--- ありがたきもの。
--- 毛のよく抜くる銀の毛抜き。 (枕草子)
テクノロジーは様々に発達し、その一方で何百年も同じ悩みがつきまとう。長い間、消費者が切実に願いながらも未だに完全解決に結びつけることができないプロダクトというものは、案外単純な構造をしていて、単一の使用目的を持つことがその理由のひとつなのだろうか。
という訳で、出張先に毛抜きを忘れて帰ってきてしまったため、刃物屋にて手作りの毛抜きを購入した。似たようなサイズと形状のものが100円から5,000円以上まで実に様々に並ぶ。一般的な形をした毛抜きの適切な価格というものを私はよく知らない。皆様の適正価格はどのくらいなのだろうか。統計が取れるものなら是非知りたいと思った。
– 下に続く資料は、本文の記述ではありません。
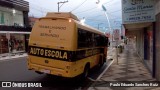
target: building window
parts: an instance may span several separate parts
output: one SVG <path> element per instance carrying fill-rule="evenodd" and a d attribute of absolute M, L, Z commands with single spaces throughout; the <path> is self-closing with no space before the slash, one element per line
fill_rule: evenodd
<path fill-rule="evenodd" d="M 11 53 L 25 51 L 25 38 L 23 34 L 11 34 L 10 37 L 10 51 Z"/>
<path fill-rule="evenodd" d="M 0 34 L 0 54 L 8 52 L 8 39 L 6 38 L 6 34 Z"/>

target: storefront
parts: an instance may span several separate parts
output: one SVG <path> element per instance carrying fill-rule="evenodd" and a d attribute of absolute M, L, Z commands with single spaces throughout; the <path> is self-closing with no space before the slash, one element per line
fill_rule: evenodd
<path fill-rule="evenodd" d="M 29 3 L 24 0 L 0 0 L 0 54 L 27 52 L 28 12 Z"/>
<path fill-rule="evenodd" d="M 26 52 L 28 33 L 0 33 L 0 54 Z"/>

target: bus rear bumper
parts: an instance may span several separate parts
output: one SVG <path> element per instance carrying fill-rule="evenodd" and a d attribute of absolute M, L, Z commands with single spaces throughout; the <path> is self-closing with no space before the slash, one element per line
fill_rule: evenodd
<path fill-rule="evenodd" d="M 56 75 L 56 76 L 62 76 L 62 77 L 73 77 L 70 75 L 69 71 L 61 69 L 61 68 L 53 68 L 53 67 L 47 67 L 47 66 L 42 66 L 42 65 L 37 65 L 37 64 L 29 64 L 28 65 L 28 70 L 33 70 L 39 73 L 44 73 L 44 74 L 51 74 L 51 75 Z"/>

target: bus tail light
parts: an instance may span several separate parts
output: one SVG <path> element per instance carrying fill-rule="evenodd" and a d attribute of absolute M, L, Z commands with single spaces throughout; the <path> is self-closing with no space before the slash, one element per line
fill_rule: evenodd
<path fill-rule="evenodd" d="M 71 19 L 69 19 L 69 20 L 68 20 L 68 22 L 72 22 L 72 20 L 71 20 Z"/>
<path fill-rule="evenodd" d="M 66 66 L 67 69 L 70 69 L 70 66 Z"/>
既に緑の割合のほうが多い葉桜を愛でつつ、隅田川沿いを散歩した。あまりに天気がよかったから、互いの近況を報告し合いながら、そのまま浅草寺にまで足を伸ばした。二天門から境内に入ると、これまで見たこともない人垣と屋台の列にぶつかった。
「いつもこんななの。」友が私に訊いた。
「いや、こんな日はまずないわ。そういえば、今日、誕生日ね。お釈迦様の。だからだわ。」
輿に乗った楽隊の笛の調べに連れられて、白鷺(*) の行列が本堂に向かっていった。行列は、ほんの一瞬で通り過ぎていった。遅刻の挙句に待ち合わせの店を見つけられずにうろうろしていなかったら、出逢うことの叶わなかった行列。私と友は、まるでしてやったりと笑顔を交わした。
遠くからちらちらと桜の花弁が舞ってくる。
青く高い春の空に、竜笛の響きはとてもよく似合う、と思った。
本堂はいつもと変わらぬ程度の人の入りであった。いつもは素通りする賽銭箱も、お誕生日となれば話は別だ。おめでとう、と呟いて賽銭を投げ入れると、脇にあった花御堂へ。洋の東西を問わないとりどりの花に埋もれた小さな御堂の水盤に立つ釈迦の立像に、参詣者が次々と甘茶を注ぐ。甘茶をかけるのは、釈迦の誕生の時9つの龍が天から清浄の水を注ぎ産湯を使わせたという伝説に由来するというが、こんなにもにこにこと甘茶を注ぐ人々の姿はあまりにも微笑ましくて、龍とは程遠いものであった。偉くて遠くにいるはずのお釈迦様も、誰彼と同じようにこの日にこの地上に「生まれた」。その等しさと花の季節のうららかさとが我々にお釈迦様との距離を近づかせ、その姿を誰かと重ねることが赦され、その顔を等しくほころばせるのだ、きっと。
「今日のマユの遅刻は完璧だったよ。」
8ヶ月ぶりに逢った友はそういって私を褒めた。
* 白鷺の舞は平安時代の風雅を伝えるもので、白鷺をかたどった衣装をつけた踊り子等40名が境内を舞い踊る。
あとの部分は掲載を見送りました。